6. Make Oakland a more beautiful place. Volunteer for Creek to Bay Day, plant daffodils in your community, paint out graffiti, or stencil storm drains to let people know that our drains flow to Lake Merritt and the Bay. Oakland Public Works can hook you up with these opportunities and more. (Already live in a beautiful part of the city? Contact neighborhood organizations in other areas of Oakland to see if they need help coordinating clean-ups and plantings.) Prefer to try something off the beaten path? Children’s Fairyland and the Oakland Zoo need volunteers too.
7. Subscribe to Oakland Magazine. I know, seems a little too simple, huh! But this terrific little local rag covers Oakland and Oaklanders, and helps the world see the sunnier side of a city often mired in challenges (in addition to advertising bazillions of local businesses). Celebrate the many reasons we all live here in spite of the heartache.
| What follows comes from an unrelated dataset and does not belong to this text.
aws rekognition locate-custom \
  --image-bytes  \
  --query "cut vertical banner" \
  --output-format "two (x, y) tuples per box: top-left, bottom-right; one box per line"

While you can often find copies in the doctor’s office or at the coffee shop, the magazine needs subscribers to stay afloat; make sure it stays in the picture. (You can also subscribe to other local magazines like the OakBook and Edible East Bay; both are distributed for free, but could use subscriber support too.)
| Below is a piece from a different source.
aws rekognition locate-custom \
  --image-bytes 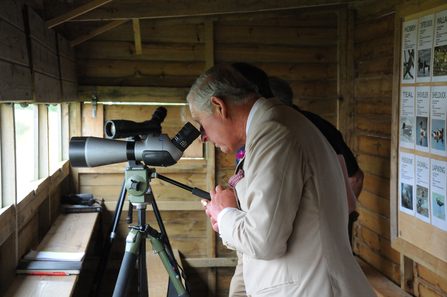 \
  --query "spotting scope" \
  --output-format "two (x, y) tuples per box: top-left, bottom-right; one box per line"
(69, 107), (200, 168)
8. Host a National Night Out block party this year. National Night Out fosters community-police partnerships and has been a catalyst for neighborhoods coming together for over 25 years. This year more than ever, it’s an opportunity for Oaklanders to show their support for—and strengthen their relationships with—our officers. (Bonus: if your neighborhood has small children, OFD will often come give rides on their fire engines.) This year it will be celebrated on Tuesday, August 4th in small towns and big cities across the country. (In Oakland, it’s also the only day of the year when you can close your street off without a permit.) Check with OPD for more information later in the spring; in the meantime you can check out the 2008 info. (We organized a block party last year and it was a pretty painless process.)
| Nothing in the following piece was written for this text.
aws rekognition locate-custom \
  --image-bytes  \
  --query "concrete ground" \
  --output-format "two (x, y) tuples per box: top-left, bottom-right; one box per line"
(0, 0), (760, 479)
9. Join the People’s Grocery Grub Box Program. Get a box of farm-fresh produce each week through People’s Grocery’s CSA (Community Supported Agriculture) as you help support a West Oakland family’s CSA subscription.
10. And last but not least….introduce yourself to a neighbor you don’t know this week. Maybe it’s someone you’ve seen around but have never actually spoken to, or maybe it’s someone brand new to the block. Say hello! It’s free, and you never know what kinds of friendships it might bring.
Anyway. This list could go on for a while—but it’s a place to begin. And right now, that’s what I need more than anything.